Помолчала, вздохнула, и лицо омрачилось мыслью недетскою.
– Так-то, князь. Любовь улетит, аХо останется: оно ведь без крыльев, как червяк, ползучее или вот как большой-большой паук, ужасный, отвратительный…
Оба замолчали и опять почувствовали, что молчание сближает их неудержимо растущею близостью.
– Ну хорошо, – сказал Голицын, – пусть бабеньки да тетеньки как им угодно. А вы-то сами хотите, чтоб любовь улетела?
– Ну конечно, нет! Я люблю любить крепко – не умею любить немножко. Надо, чтоб епанча не спадала с одного плеча, а держалась на обоих твердо.
– Так, Маринька, так! – посмотрел на нее Голицын, как будто, наконец, вспомнил, узнал: «Так вот ты кто!»
– Какая вы хорошая! – проговорил уже другим, тихим голосом.
– Ну вот, нашли хорошую!

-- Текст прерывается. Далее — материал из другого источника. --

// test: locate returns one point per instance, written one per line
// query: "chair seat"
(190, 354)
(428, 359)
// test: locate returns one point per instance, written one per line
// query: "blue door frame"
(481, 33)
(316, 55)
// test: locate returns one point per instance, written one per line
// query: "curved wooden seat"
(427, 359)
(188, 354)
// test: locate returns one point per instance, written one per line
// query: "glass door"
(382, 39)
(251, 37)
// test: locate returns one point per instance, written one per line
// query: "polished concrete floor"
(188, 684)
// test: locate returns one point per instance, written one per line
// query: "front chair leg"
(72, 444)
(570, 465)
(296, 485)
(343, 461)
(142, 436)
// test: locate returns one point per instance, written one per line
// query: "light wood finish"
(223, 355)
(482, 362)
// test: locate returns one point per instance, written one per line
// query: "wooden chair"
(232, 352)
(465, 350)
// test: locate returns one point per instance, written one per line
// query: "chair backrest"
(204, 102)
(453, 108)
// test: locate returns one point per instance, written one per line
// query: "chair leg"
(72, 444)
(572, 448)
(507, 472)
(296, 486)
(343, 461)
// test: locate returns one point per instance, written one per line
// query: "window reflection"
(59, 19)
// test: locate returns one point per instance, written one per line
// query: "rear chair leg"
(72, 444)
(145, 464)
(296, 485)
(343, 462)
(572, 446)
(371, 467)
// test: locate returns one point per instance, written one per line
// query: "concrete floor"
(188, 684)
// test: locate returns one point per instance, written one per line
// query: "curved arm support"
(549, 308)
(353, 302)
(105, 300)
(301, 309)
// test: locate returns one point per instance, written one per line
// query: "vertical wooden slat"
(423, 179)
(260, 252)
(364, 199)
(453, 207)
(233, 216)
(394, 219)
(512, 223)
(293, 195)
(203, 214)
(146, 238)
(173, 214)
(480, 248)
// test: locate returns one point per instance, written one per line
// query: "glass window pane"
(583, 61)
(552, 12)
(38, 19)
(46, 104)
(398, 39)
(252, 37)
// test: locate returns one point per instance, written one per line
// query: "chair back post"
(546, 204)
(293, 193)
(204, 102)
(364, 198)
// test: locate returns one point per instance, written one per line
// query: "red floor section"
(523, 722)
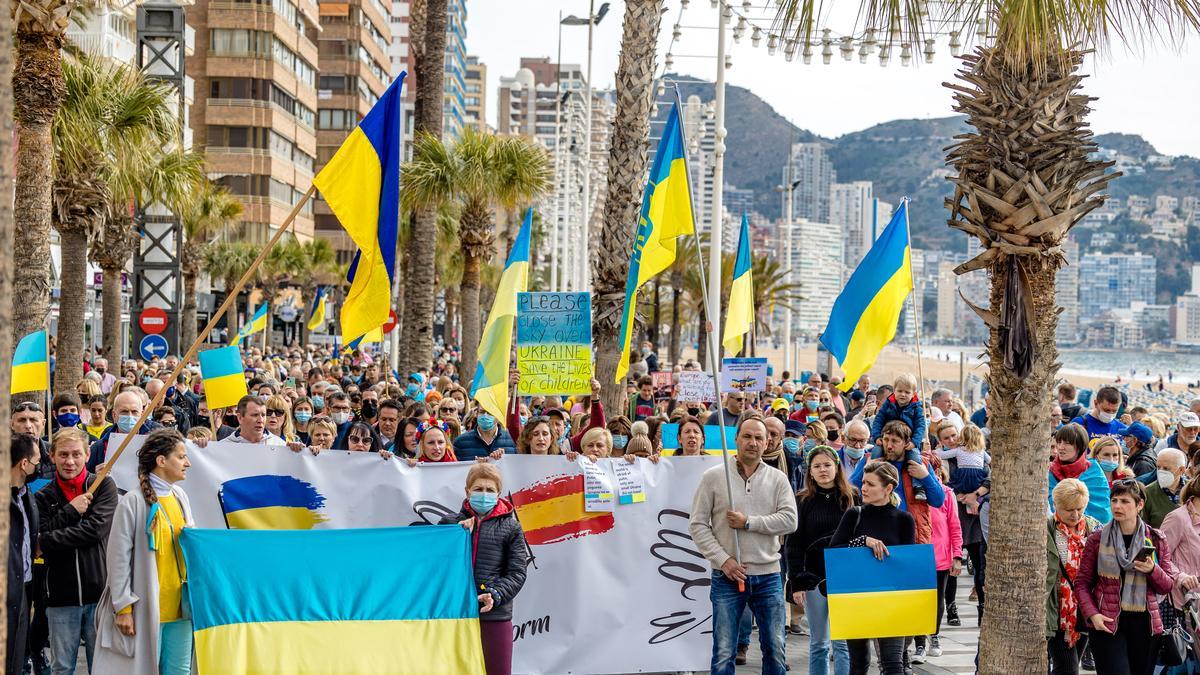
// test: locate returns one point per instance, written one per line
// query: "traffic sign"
(153, 346)
(153, 321)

Вы меня еще не знаете. Спросите-ка маменьку: она вам скажет, какая я несносная девчонка, злая, упрямая.
– Послушайте, Маринька, можно с вами говорить просто?
– Ну конечно. Я сама люблю – просто. Этих церемоний терпеть не могу!

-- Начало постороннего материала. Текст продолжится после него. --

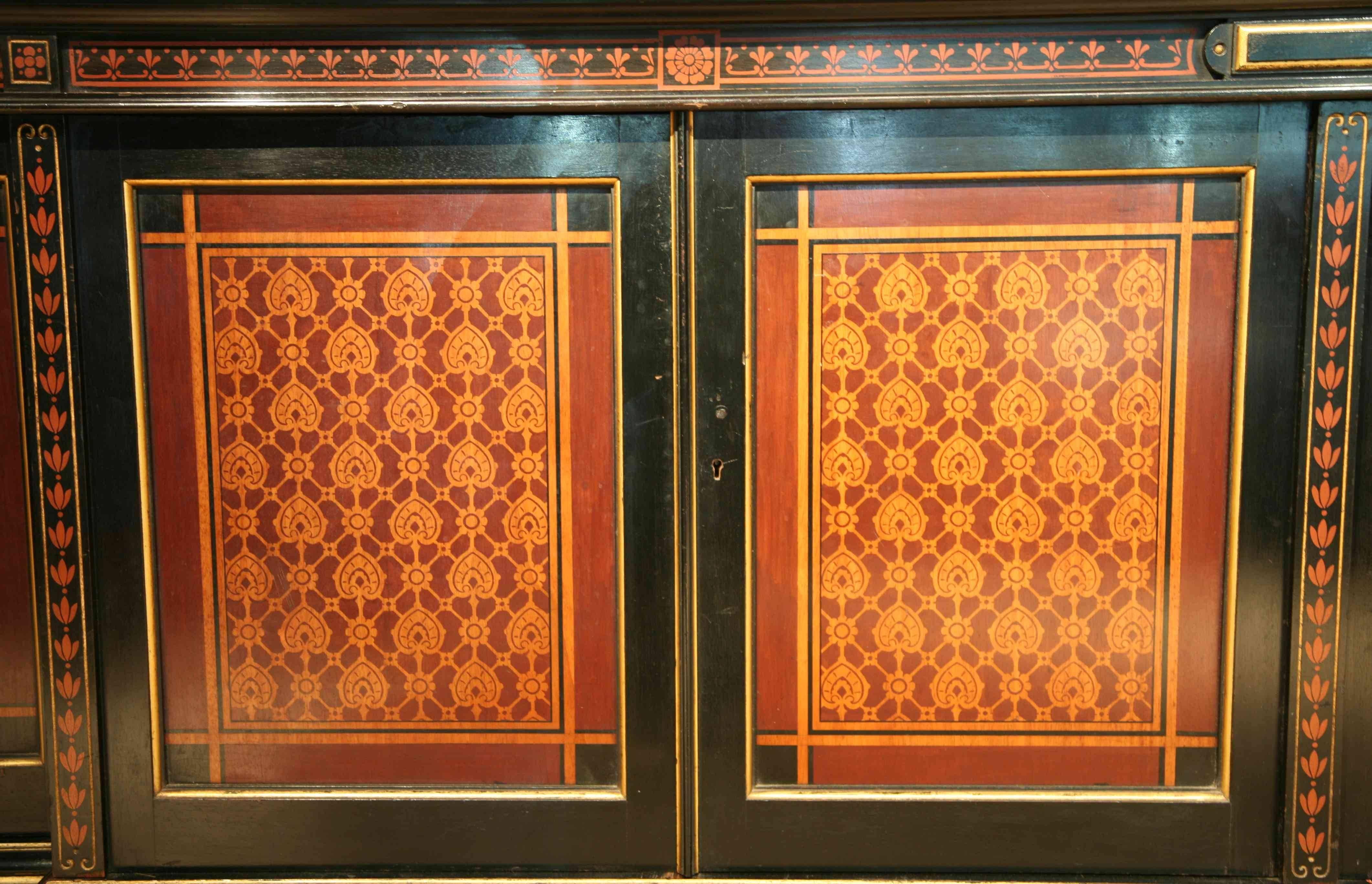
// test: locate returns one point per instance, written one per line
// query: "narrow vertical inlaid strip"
(70, 706)
(562, 552)
(807, 516)
(1176, 354)
(1312, 853)
(202, 468)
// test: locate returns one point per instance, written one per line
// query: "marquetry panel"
(995, 572)
(404, 464)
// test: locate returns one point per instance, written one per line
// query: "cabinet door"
(995, 464)
(378, 429)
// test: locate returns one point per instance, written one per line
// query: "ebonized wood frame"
(739, 834)
(216, 832)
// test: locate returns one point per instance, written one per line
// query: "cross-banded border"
(69, 702)
(665, 61)
(1341, 177)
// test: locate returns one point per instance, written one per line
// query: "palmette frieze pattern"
(383, 486)
(72, 706)
(1338, 246)
(663, 61)
(988, 471)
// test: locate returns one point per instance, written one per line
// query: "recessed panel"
(383, 472)
(991, 467)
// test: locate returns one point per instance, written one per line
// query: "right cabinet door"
(995, 457)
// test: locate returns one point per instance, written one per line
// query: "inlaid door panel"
(986, 472)
(394, 391)
(390, 528)
(988, 560)
(23, 778)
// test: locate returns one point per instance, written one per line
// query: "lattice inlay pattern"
(383, 486)
(987, 530)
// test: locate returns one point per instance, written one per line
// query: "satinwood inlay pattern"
(385, 486)
(988, 534)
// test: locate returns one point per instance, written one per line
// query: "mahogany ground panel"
(991, 471)
(383, 467)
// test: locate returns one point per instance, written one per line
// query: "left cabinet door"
(379, 421)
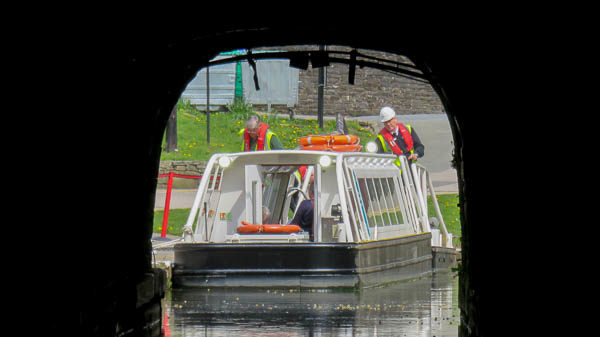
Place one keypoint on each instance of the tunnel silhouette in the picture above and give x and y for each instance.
(104, 283)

– Так вот что, Марья Павловна, – начал он и вдруг остановился; так же, как давеча Маринька, отвернулся, покраснел и потупился. Она посмотрела на него с любопытством.
– Не выходите замуж: за господина Аквилонова, – проговорил он с внезапною решимостью.
– Это еще что? Почему?
– Потому что вы его не любите.
– Как не люблю? Жених – значит, люблю.
– Нет, не любите. Он для вас – Хо.
– Какие глупости! Человек прекрасный, почтенный, благонамеренный. Может составить счастье всякой девушки. Это все говорят – и маменька, и тетенька, и бабенька…
– А все-таки не выходите.
– Да вам-то что? Какой чудак! И как вы смеете? Мне бы рассердиться надо, а я не умею, дура…
– Ну простите. Не буду. Не сердитесь, хорошая моя, милая, милая девушка…
Он вдруг замолчал. Взглянул на нее украдкою. Опять, как давеча, наклонилась к замерзшему оконцу и дышала на него, приложив ладони ко рту; потом начала что-то выводить пальчиком на кружке оттаявшем.
– В. Видите, В? Ведь имя вашей невесты с В?
– Какой невесты?
– Вот тебе на! Хорош жених – невесту забыл! Ай-ай-ай, разве так можно? И чего вы от меня таитесь? Я же знаю, мне Пущин сказывал: у вас в Петербурге – невеста красавица; имя – с В…, Василиса, что ли? Валериан да Василиса. Вот как ладно, – с одной буквы оба имени! – рассмеялась она звонко, как будто весело, а глаза были грустные.
– Почему с В? Ах, да, – «Вольность», – догадался Голицын и вспомнил:
– Что не так?
– Да, вот, насчет любви. Не любовь спасет от Хо.
– А что?
– Не знаю, не умею сказать. Есть такие стишки – покойный папенька их очень любил:
В эту минуту возок, съезжая с косогора, наклонился набок и едва не опрокинулся. Маринька в испуге вскрикнула и, схватившись за ручку сиденья, положила нечаянно руку на руку Голицына. Он крепко сжал ее и наклонился близко к самому лицу ее. Она чуть-чуть откинулась, хотела отнять руку, но он не пустил.
– Marie, – послышался невнятный голос Нины Львовны за перегородкою.
Маринька прислушалась, но не ответила. И оба притаились в темноте, как дети, которые шалят.
– А у вас над бровью мушка, – прошептал он смеющимся шепотом.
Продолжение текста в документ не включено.